El personaje también se aburría y al buscar contacto con los demás arriesgaba más exponerse, hasta descubrir uno de esos días que no estaban, que se habían esfumado, se habían ido, o tal vez nunca habían existido. Todos los objetos estaban donde él los había dejado y él hasta un punto buscaba confirmación de que él en sí mismo existía, llamando a gritos a la mujer de sus sueños.

Me encontraba atrapado en una historia de aislamiento desde otro tipo de aislamiento.
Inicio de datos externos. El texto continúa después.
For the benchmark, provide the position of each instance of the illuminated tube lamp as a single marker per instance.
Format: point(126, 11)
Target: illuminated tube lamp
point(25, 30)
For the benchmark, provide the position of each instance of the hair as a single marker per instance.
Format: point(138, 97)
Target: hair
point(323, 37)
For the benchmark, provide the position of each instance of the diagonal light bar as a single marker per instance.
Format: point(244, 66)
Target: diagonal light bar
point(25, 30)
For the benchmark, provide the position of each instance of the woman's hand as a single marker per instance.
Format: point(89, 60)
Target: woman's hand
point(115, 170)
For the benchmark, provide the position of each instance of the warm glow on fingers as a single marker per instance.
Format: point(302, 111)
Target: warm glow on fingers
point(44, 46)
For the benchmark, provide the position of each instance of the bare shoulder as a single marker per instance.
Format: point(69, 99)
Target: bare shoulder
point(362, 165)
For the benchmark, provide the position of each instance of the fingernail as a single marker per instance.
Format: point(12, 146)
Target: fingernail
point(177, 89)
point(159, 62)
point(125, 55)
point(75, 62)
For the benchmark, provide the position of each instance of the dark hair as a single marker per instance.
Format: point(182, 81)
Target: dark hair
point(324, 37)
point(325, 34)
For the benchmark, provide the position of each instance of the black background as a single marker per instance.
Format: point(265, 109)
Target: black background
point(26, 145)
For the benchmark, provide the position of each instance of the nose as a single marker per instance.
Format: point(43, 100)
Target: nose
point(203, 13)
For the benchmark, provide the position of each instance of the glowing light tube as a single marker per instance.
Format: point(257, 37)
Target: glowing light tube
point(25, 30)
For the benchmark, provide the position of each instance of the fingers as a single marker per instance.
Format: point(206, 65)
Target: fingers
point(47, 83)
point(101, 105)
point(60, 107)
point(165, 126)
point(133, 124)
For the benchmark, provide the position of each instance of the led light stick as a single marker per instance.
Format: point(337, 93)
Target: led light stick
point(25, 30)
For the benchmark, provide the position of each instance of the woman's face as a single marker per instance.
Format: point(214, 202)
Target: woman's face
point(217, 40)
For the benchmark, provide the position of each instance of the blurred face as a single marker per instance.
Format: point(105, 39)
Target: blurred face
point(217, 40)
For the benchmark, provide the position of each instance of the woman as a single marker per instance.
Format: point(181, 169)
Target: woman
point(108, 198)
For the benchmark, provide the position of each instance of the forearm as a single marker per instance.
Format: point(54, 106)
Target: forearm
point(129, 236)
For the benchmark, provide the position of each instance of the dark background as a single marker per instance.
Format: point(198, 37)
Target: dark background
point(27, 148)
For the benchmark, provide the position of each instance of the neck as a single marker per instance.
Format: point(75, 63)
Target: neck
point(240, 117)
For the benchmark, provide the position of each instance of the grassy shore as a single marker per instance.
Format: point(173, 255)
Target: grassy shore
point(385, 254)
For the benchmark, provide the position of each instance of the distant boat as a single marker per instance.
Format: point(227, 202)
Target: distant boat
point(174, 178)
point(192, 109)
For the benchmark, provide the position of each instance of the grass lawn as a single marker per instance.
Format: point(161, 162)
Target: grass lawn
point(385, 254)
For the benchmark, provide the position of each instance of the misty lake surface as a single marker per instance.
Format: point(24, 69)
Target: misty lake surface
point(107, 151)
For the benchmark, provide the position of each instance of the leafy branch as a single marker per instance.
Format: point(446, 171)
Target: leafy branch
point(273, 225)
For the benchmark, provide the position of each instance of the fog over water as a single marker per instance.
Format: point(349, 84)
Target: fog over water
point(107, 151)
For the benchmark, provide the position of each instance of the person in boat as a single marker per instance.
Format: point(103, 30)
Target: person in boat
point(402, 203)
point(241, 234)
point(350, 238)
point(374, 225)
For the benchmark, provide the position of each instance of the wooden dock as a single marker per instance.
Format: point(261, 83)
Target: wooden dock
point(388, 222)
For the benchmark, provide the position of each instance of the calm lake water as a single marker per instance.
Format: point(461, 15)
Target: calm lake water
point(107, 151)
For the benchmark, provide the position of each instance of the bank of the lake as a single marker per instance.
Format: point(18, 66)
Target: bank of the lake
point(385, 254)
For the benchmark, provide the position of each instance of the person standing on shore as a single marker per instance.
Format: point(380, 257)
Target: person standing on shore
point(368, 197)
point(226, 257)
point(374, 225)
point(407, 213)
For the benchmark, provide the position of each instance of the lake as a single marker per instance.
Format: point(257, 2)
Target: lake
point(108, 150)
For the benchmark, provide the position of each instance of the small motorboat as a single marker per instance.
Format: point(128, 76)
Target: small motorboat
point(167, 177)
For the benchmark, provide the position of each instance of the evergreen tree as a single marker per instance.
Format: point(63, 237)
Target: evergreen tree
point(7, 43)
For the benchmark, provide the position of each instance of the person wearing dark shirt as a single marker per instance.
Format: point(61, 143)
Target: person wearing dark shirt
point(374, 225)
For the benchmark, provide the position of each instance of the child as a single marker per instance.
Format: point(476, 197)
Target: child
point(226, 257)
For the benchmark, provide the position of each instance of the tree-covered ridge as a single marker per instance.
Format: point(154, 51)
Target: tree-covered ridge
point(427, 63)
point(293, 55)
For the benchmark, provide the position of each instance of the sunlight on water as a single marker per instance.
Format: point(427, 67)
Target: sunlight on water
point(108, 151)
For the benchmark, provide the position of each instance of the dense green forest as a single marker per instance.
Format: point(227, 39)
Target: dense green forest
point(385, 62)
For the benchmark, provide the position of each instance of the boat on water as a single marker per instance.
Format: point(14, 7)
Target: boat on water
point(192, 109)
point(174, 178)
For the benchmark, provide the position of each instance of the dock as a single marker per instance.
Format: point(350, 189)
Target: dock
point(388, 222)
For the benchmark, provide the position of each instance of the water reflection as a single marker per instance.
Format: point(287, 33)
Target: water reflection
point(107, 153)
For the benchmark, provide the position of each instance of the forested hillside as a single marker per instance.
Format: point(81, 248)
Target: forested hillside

Cuando los personajes reaparecen, así también de la nada, surge un nuevo interés, porque entonces hay nuevas preguntas: ¿eran ellos fantasmas? ¿era él un fantasma? ¿somos todos fantasmas? ¿creo yo, acaso, en los fantasmas?

El personaje reflexionaba sobre aquella confluencia de lo real y lo imaginario en su experiencia:

“Nuestros hábitos suponen una manera de suceder las cosas, una vaga coherencia del mundo. Ahora la realidad se me propone cambiada, irreal. Cuando un hombre despierta o muere, tarda en deshacerse de los terrores del sueño, de las preocupaciones y de las manías de la vida”.

En ello, como siempre, el lector puede encontrar algo que aplique a su propia vida, y a esta realidad trastocada en que nos encontramos, donde hemos perdido gente cercana y multitudes también, hemos alterado nuestra manera de vivir y vacilamos sobre quiénes somos, o podemos ser, en ese punto de ruptura.

La invención de Morel es la historia de otro tipo de cuarentena, pero cuarentena al fin, que nos recuerda cuánto de lo que somos depende de nuestras relaciones con otros. El libro llega a un desenlace que solamente se intuye en esas páginas finales (y que me propongo no arruinar), porque Morel es quien ha coordinado aquella excursión a esa isla y es quien ha logrado trastocar la realidad en su deseo de poseerla para siempre.

Borges alababa en el prólogo del libro—yo solamente leo los prólogos cuando he terminado los libros, y este valió la pena—esta inventiva de su amigo Bioy Casares, que él bien explica como una llegada al misterio por la vía racional.

Esta ficción también es su propio invento y nos encierra en el tedio y la duda, tal vez para volver de ese aprisionamiento con otra apreciación por la realidad que tenemos.

7 comentarios:

Recomenzar dijo...

bueno yo vivo en Miami y vos en N york
Felicitaciones por tu blog

Víctor Manuel Ramos dijo...

Hola, y gracias por la visita. He sido floridano también, aunque esa queda como una de mis migraciones.

Carmen dijo...

J'aime bien ce roman de Bioy Casares.je connais un autre roman de Casares"las novelas fantasticas".Gracias

Carmen dijo...

Tres beau roman de Bioy Casares qui nous fait réfléchir sur l'immortalité. Bravo pour ce blog.je vis en France mais j'aime les romans latino.

Víctor Manuel Ramos dijo...

Merci Carmen. Je ne parle pas français, mais je comprends ce que vous dites. Je pense que la littérature est un excellent moyen de découvrir d'autres réalités. Bienvenue.

Unknown dijo...

Borges y Bioy Casares eran ultraquistas y defendían que lo único que valía perder el tiempo escribiendo una novela de 500 páginas, era si contenía una buena metáfora. Como el nuevo testamento o el Quijote. Borges esribió un cuento sobre Morelli, el sonoro a partir de Marconi, Bioy sobre el invento del francés Morel. Cortázar recogió el guante y se refugió en el Club de la serpiente donde sus socios admiraban y detestaban a Morelli y leían Chaiers du Cinema, revindicando el cine de autor, algo que ya no se lleva en estos tiempos de Batman 14 y otras precuelas.

Víctor Manuel Ramos dijo...

"Desconocido", gracias por el comentario. Interesante relación de estos autores argentinos.